Farouchement opposé surtout à une compensation financière de 59 milliards de couronnes (2,3 milliards d'euros) que l'Etat doit prochainement verser aux Eglises, le CSSD réclame un gel de la loi et un nouveau débat.

Dans ce contexte, certains n'excluent pas de nouvelles élections.

"Les cartes n'ont pas bien été distribuées. La République tchèque n'échappera pas à de nouvelles élections anticipées, d'ici un ou deux ans", a estimé le chef du parti de droite TOP 09 passé dans l'opposition, l'ex-ministre des Affaires étrangères Karel Schwarzenberg.
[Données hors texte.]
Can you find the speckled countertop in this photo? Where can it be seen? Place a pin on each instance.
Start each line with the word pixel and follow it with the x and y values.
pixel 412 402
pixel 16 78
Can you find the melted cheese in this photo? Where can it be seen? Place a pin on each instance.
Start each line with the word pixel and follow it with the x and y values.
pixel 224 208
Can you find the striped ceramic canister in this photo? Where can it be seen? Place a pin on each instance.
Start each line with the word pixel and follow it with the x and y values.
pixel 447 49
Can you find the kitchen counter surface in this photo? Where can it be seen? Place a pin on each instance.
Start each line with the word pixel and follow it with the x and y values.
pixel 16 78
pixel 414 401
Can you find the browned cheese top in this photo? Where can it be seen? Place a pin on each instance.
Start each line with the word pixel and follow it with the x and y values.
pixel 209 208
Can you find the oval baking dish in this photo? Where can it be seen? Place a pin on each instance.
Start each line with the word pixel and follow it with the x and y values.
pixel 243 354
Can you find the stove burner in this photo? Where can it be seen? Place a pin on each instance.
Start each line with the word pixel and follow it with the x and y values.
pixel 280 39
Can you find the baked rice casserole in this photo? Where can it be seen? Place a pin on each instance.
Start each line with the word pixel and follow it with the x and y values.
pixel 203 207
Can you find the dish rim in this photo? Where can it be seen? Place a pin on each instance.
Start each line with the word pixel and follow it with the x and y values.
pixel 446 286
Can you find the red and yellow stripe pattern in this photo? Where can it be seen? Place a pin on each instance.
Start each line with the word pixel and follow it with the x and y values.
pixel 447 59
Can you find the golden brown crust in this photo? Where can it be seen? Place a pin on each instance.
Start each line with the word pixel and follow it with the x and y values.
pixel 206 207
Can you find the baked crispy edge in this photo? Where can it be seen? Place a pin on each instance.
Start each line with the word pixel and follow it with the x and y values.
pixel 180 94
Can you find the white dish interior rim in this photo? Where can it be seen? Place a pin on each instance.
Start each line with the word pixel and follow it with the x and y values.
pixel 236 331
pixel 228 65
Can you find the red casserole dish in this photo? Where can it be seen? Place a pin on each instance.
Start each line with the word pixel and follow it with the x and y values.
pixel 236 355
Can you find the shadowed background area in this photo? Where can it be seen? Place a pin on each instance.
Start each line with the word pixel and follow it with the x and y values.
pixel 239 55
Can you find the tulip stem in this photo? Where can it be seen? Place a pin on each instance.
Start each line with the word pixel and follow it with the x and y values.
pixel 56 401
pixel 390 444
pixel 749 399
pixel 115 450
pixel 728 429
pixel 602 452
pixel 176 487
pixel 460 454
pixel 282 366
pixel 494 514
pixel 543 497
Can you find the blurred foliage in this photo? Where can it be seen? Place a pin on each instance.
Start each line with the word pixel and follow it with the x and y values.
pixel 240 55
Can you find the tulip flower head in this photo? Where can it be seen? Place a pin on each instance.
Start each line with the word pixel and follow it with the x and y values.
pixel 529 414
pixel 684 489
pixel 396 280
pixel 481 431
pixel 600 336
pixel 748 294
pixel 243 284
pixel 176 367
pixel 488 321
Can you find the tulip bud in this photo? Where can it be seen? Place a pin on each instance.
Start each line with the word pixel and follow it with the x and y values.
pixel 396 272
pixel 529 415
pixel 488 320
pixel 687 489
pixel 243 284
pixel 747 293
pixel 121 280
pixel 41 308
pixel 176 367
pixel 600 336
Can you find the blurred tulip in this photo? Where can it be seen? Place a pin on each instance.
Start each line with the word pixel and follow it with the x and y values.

"Je crains que de nouvelles élections anticipées nous attendent bientôt, car il sera particulièrement difficile de former une coalition raisonnable dans ce Parlement à sept partis", a renchéri l'ex-présidente de la chambre basse Miroslava Nemcova (ODS).

"Le résultat des élections est tragique, un nouveau scrutin pourrait avoir lieu au printemps", a de son côté affirmé Ondrej Liska, chef du parti des Verts, resté quant à lui devant la porte de la Chambre basse.